0
0
MlopsHow-ToBeginner · 3 min read

How to Use TF-IDF in Python with sklearn

Use TfidfVectorizer from sklearn.feature_extraction.text to convert text data into TF-IDF features. Fit the vectorizer on your text data with fit_transform() to get the TF-IDF matrix representing word importance.
📐

Syntax

The main class to use is TfidfVectorizer. You create an instance, then call fit_transform() on your list of text documents to get the TF-IDF matrix. You can also use transform() on new data after fitting.

  • TfidfVectorizer(): Initializes the vectorizer with optional parameters like stop_words or max_features.
  • fit_transform(texts): Learns vocabulary and idf, then transforms texts to TF-IDF features.
  • transform(texts): Transforms new texts using the learned vocabulary and idf.
python
from sklearn.feature_extraction.text import TfidfVectorizer

vectorizer = TfidfVectorizer(stop_words='english', max_features=1000)
tfidf_matrix = vectorizer.fit_transform(texts)  # texts is a list of strings

# To transform new texts after fitting:
new_tfidf = vectorizer.transform(new_texts)
💻

Example

This example shows how to create a TF-IDF matrix from a small list of text documents. It prints the feature names and the TF-IDF values for each document.

python
from sklearn.feature_extraction.text import TfidfVectorizer

texts = [
    'the cat sat on the mat',
    'the dog sat on the log',
    'cats and dogs are friends'
]

vectorizer = TfidfVectorizer(stop_words='english')
tfidf_matrix = vectorizer.fit_transform(texts)
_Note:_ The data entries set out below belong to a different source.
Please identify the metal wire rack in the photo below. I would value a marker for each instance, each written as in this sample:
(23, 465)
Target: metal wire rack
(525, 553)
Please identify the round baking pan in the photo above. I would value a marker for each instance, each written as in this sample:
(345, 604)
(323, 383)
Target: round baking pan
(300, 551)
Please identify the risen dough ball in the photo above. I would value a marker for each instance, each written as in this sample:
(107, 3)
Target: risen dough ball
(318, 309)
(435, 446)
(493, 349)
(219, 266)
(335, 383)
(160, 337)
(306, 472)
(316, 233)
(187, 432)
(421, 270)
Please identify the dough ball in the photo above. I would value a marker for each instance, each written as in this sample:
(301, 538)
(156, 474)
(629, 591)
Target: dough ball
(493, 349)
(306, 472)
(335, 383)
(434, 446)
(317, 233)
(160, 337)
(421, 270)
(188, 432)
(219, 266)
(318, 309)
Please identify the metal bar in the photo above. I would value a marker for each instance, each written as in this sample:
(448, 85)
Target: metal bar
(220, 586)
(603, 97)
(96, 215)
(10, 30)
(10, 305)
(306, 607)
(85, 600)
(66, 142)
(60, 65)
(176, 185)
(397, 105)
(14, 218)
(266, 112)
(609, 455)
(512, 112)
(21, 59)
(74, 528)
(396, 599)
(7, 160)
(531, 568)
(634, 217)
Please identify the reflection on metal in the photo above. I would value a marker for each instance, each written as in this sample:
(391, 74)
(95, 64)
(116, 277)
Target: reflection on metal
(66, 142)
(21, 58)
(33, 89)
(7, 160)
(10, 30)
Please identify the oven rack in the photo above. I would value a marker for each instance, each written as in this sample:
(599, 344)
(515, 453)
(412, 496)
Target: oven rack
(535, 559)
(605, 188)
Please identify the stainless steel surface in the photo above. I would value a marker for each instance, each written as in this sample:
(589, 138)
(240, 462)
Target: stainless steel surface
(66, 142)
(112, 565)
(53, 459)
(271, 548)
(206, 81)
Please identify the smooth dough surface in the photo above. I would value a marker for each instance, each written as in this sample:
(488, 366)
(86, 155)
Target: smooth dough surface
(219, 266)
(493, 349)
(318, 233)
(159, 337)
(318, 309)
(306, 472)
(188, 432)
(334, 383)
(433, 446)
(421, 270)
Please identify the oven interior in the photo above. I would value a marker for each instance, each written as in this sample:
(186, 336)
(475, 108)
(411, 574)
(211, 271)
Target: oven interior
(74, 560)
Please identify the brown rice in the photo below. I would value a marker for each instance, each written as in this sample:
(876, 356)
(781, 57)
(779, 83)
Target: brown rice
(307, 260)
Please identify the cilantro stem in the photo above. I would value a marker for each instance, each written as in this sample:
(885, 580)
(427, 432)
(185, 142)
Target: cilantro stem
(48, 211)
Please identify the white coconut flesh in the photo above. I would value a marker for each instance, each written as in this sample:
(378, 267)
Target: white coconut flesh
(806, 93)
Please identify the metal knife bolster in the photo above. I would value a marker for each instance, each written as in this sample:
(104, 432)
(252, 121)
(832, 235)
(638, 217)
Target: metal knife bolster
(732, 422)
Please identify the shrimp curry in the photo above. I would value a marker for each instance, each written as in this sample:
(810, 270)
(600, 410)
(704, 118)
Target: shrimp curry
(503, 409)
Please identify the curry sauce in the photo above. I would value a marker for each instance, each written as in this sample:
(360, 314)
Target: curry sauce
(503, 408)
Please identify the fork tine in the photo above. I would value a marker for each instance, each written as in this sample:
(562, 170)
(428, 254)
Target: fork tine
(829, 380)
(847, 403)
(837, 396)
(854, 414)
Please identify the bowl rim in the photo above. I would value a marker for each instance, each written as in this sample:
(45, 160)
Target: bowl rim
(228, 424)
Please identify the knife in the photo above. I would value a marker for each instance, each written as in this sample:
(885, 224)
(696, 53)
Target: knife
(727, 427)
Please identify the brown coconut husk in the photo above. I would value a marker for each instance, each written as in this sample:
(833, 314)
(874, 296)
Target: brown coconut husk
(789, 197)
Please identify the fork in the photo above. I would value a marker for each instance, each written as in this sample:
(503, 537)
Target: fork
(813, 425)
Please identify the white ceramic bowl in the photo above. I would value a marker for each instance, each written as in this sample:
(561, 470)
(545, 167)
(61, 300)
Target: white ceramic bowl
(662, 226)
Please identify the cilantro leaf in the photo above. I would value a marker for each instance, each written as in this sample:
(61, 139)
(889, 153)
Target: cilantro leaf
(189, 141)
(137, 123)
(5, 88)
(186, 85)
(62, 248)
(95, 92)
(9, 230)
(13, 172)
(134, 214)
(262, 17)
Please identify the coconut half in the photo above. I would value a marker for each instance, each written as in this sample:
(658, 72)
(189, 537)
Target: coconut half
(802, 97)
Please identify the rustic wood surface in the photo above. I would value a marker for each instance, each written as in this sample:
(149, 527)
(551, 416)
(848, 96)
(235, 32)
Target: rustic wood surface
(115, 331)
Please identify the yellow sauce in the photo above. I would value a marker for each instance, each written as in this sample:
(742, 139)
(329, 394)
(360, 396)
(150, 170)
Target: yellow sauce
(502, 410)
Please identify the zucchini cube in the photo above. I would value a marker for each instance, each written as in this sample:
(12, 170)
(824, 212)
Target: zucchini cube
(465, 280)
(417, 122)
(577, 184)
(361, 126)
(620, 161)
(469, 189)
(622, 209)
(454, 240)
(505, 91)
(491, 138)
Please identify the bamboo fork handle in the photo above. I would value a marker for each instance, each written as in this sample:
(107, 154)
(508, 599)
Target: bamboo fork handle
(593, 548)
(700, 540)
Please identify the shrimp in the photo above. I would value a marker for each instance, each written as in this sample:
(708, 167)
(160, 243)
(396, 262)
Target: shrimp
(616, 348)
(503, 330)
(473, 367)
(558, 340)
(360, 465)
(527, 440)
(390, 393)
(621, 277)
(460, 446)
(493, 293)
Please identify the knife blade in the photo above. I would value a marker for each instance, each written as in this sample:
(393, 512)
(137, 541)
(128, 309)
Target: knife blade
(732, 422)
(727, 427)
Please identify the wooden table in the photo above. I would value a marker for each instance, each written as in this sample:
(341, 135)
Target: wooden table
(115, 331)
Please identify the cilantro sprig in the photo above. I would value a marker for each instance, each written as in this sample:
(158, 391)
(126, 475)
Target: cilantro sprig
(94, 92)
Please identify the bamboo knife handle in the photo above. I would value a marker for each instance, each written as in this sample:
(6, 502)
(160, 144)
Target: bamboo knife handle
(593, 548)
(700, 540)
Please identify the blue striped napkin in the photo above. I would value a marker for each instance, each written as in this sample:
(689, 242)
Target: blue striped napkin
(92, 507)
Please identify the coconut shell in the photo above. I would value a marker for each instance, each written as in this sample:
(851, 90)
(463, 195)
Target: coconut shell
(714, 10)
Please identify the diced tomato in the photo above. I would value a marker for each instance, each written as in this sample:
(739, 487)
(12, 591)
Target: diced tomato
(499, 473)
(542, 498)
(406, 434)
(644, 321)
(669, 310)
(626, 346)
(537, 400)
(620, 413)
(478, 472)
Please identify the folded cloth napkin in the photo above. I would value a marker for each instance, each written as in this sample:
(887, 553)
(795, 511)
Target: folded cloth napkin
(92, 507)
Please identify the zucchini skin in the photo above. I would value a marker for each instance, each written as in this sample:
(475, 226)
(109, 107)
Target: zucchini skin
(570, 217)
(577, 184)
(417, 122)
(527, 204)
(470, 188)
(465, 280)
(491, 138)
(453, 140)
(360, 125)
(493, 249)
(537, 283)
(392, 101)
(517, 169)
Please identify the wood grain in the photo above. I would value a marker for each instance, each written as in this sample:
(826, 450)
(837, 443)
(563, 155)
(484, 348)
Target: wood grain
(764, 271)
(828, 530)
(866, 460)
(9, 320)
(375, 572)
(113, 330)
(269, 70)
print('Feature names:', vectorizer.get_feature_names_out())
print('TF-IDF matrix shape:', tfidf_matrix.shape)

# Convert sparse matrix to dense and print
print('TF-IDF matrix (dense):')
print(tfidf_matrix.todense())
Output
Feature names: ['cat' 'cats' 'dog' 'dogs' 'friends' 'log' 'mat' 'sat'] TF-IDF matrix shape: (3, 8) TF-IDF matrix (dense): [[0.70710678 0. 0. 0. 0. 0. 0.70710678 0.70710678] [0. 0. 0.70710678 0. 0. 0.70710678 0. 0.70710678] [0. 0.57735027 0. 0.57735027 0.57735027 0. 0. 0. ]]
⚠️

Common Pitfalls

  • Not removing stop words can cause common words like "the" or "and" to dominate the features.
  • Using fit_transform() on training data but forgetting to use transform() on test data leads to inconsistent features.
  • Not converting the sparse matrix to dense before printing can cause confusing output.
  • Setting max_features too low may exclude important words.
python
from sklearn.feature_extraction.text import TfidfVectorizer

texts_train = ['apple orange banana', 'banana fruit apple']
texts_test = ['apple fruit']

# Wrong: fitting separately on train and test
vectorizer_wrong = TfidfVectorizer()
train_matrix_wrong = vectorizer_wrong.fit_transform(texts_train)
test_matrix_wrong = vectorizer_wrong.fit_transform(texts_test)  # Wrong: should use transform()

# Right: fit on train, transform on test
vectorizer_right = TfidfVectorizer()
train_matrix_right = vectorizer_right.fit_transform(texts_train)
test_matrix_right = vectorizer_right.transform(texts_test)
📊

Quick Reference

Remember these key points when using TF-IDF in Python:

  • Use TfidfVectorizer to convert text to TF-IDF features.
  • Call fit_transform() on training data and transform() on new data.
  • Use stop_words='english' to remove common words.
  • Access feature names with get_feature_names_out().
  • TF-IDF output is a sparse matrix; convert to dense with todense() if needed.

Key Takeaways

Use sklearn's TfidfVectorizer to convert text data into TF-IDF features easily.
Always fit the vectorizer on training data and transform new data with the same vectorizer.
Remove stop words to focus on meaningful words using the stop_words parameter.
TF-IDF output is a sparse matrix; convert it to dense for easier inspection if needed.
Avoid fitting the vectorizer separately on train and test data to keep consistent features.